Q: What coffee are you currently drinking?
A: Colombia Huila Condor. I have always loved it. It has been consistently sweet and nutty to me as long as we have had it, since about 1998. Whenever I am not sure what to grab to take home, my nose always brings back to the one I love.
Q: Choose your favorite coffee and brewing method.
A: Espresso. It never ceases to amaze me how much there is to offer, good or bad, in a shot of espresso. I think I have learned more about coffee than ever before in these past few years from espresso. It is such an intense relationship between coffee, water and people.
Q: Who at Counter Culture Coffee would you most like to arm-wrestle, and why?
A: Over the years I have arm-wrestled many. I have won a few, lost many and most recently experienced a crushing defeat to Tim Hill. Darn roasters.
Q: What is your favorite book?
A: “Pan” by Knut Hamsen. He was a Norwegian writer in the early 20th century. It is easy to read, hard to describe, and just plain delightful.
Q: What keeps you busy outside of work?
A: Eli and Zoë, my two remarkable children. What can I say except unbridled genius, insouciant stubbornness, and all out joyful insanity.
Q: Share an interesting fact you've learned about coffee while working at Counter Culture Coffee and name the person from whom you learned it.
A: On my first day of work at Counter Culture, I learned that coffee was not roasted on sheet pans in an oven. It became pretty obvious to me shortly after co-founder Fred Houk said “and this is the coffee roaster,” and pointed to the big funny-looking clothes dryer-like thing over in the corner.

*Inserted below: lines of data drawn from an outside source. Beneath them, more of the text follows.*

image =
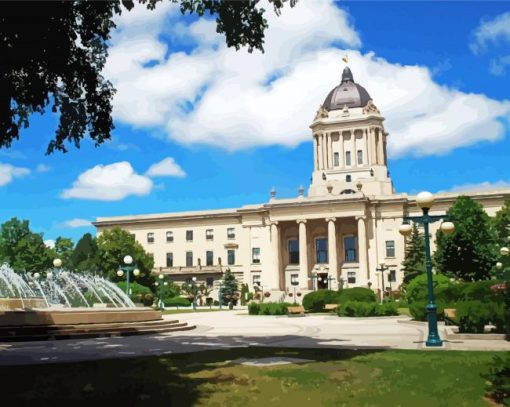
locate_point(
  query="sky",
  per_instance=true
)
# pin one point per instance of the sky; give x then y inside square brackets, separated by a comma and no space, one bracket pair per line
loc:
[201,126]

Q: When you were 8 years old, what did you want to be when you grew up?
A: A record holder in the Guinness Book of World Records. It didn’t really matter what record, as long as it brought me fame, fortune and didn’t get me buried in a coffin the size of a piano case.

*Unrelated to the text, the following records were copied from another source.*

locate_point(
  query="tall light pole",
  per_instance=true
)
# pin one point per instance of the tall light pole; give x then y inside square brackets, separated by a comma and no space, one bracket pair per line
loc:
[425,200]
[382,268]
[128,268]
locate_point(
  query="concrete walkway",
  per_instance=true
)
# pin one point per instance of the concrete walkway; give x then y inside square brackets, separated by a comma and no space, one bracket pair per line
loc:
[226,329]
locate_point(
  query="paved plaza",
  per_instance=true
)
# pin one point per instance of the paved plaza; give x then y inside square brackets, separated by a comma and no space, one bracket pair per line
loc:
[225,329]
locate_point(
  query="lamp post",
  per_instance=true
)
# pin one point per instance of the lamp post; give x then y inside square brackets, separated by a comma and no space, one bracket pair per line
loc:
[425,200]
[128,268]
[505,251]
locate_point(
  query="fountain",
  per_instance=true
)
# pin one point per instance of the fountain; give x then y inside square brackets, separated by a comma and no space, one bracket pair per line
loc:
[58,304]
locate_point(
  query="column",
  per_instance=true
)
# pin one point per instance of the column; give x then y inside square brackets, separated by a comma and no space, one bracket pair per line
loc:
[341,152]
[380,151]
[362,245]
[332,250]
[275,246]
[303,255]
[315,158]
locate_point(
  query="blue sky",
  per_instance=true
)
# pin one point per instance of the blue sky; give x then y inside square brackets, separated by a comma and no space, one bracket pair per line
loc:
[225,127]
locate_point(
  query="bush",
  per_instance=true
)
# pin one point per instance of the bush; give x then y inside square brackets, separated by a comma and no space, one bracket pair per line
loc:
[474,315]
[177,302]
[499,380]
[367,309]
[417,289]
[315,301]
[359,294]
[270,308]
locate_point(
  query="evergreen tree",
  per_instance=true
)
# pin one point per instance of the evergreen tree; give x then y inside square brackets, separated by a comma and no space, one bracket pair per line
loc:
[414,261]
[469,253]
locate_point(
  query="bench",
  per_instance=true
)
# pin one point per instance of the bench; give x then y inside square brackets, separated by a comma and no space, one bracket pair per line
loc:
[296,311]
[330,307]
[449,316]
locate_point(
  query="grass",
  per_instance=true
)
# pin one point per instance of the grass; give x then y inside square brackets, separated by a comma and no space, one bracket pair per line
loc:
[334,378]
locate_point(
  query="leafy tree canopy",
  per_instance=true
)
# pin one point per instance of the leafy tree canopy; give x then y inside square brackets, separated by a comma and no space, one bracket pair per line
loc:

Q: If you could beam yourself anywhere in the world for your lunch break, where would you go and what would you eat?
A: Sonny’s Barbeque in Plant City, Florida. I would have sliced pork (with Smokin’ sauce!), garlic bread, French fries, and baked beans instead of slaw. Sure, there as Sonny’s all over the South, but at the one in Plant City they just seems to care a little bit more about pork.
Q: Which Counter Culture Coffee customer is most likely to see you outside of work (i.e. where do you like to hang out)?
A: Probably the gang at Francesca’s Dessert Café in Durham. It is the place to be after a nice dinner out with the wife.
Q: Tell us about “Quest for Coffee”
A: About five years ago, a friend gave me a small coffee plant. I would joke with people that I would one day drink a cup of coffee made from beans from the plant. I was mostly just talking junk, but then a couple years ago the plant really started to take off. I picked up the level of rhetoric, started a web log about it, and the rest is history. Will you join me for a taste?